Federal judges rule Wisconsin State Bar dues may be used for public image campaign

The Wisconsin State Bar did not violate members’ First Amendment Rights when it used some of their dues money to finance a public image campaign, a federal appellate court ruled. -db

Courthouse News Service
September 15, 2010
By Annie Youderian

(CN) – The Wisconsin State Bar did not violate its members’ First Amendment rights by using a portion of their dues to fund a public image campaign, the 7th Circuit ruled.

To practice law in Wisconsin, attorneys must join the State Bar. But to join, they have to pay State Bar dues.

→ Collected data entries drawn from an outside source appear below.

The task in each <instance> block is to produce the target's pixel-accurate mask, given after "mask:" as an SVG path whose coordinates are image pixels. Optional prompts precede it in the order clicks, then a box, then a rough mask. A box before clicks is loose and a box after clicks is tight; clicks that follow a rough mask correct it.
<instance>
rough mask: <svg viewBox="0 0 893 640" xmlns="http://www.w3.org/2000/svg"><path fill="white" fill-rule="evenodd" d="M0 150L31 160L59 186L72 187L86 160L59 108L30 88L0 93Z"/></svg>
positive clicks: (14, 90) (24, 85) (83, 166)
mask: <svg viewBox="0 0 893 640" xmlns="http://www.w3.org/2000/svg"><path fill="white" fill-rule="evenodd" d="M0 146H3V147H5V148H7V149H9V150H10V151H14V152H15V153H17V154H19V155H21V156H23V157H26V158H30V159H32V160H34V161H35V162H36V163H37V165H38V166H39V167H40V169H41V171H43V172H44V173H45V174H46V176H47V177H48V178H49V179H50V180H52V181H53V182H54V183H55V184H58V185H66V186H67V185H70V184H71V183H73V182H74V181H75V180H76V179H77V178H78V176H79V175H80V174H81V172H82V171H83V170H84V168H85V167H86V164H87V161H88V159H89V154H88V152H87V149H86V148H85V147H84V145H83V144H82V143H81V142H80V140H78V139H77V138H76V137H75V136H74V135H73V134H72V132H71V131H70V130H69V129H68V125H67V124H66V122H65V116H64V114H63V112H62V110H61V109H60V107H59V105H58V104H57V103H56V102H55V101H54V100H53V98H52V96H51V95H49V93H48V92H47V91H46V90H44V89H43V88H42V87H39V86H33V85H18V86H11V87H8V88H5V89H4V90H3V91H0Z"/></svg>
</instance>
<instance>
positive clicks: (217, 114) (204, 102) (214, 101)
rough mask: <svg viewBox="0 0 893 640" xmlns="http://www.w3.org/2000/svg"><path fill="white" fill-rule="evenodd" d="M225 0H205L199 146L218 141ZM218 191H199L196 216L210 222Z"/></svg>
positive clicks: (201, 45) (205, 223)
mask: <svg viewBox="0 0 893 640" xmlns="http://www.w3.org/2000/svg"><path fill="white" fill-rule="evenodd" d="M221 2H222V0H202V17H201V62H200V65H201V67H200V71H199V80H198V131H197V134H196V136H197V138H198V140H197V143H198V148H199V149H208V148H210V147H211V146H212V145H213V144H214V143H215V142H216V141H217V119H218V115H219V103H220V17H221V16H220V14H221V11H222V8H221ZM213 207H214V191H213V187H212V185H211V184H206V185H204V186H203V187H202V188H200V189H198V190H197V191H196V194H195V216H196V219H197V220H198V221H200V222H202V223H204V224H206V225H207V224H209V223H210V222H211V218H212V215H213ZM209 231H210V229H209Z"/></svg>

“For more than fifty years, this system has been generating First Amendment litigation,” Judge Hamilton wrote.

In the latest lawsuit, three attorneys objected to the State Bar’s use of their mandatory dues to fund a public image campaign aimed at improving the public’s perception of Wisconsin lawyers.

An arbitrator sided with the State Bar, and the case was removed to federal court on appeal. A federal magistrate judge upheld the arbitrator’s ruling, and the Chicago-based federal appeals court agreed.

“We hold that to withstand scrutiny under the First Amendment, State Bar expenditures funded by mandatory dues must be germane to the legitimate purposes of the State Bar,” Judge David Hamilton wrote.

He noted that this standard overruled one of the alternative holdings of its 1996 ruling in Thiel v. State Bar of Wisconsin.

“Because the public image campaign … is germane to those constitutionally legitimate purposes, however, we affirm the judgment in favor of the State Bar,” Hamilton wrote.

Judge Diane Sykes agreed with her colleagues’ reasoning, but said a full panel of judges should decide if a public image campaign is really “germane” to State Bar’s goal of improving the quality of legal services.

“In the end, while the panel has done an exemplary job of articulating the constitutional principles that govern this case, its application of those principles effectively dilutes them,” she wrote.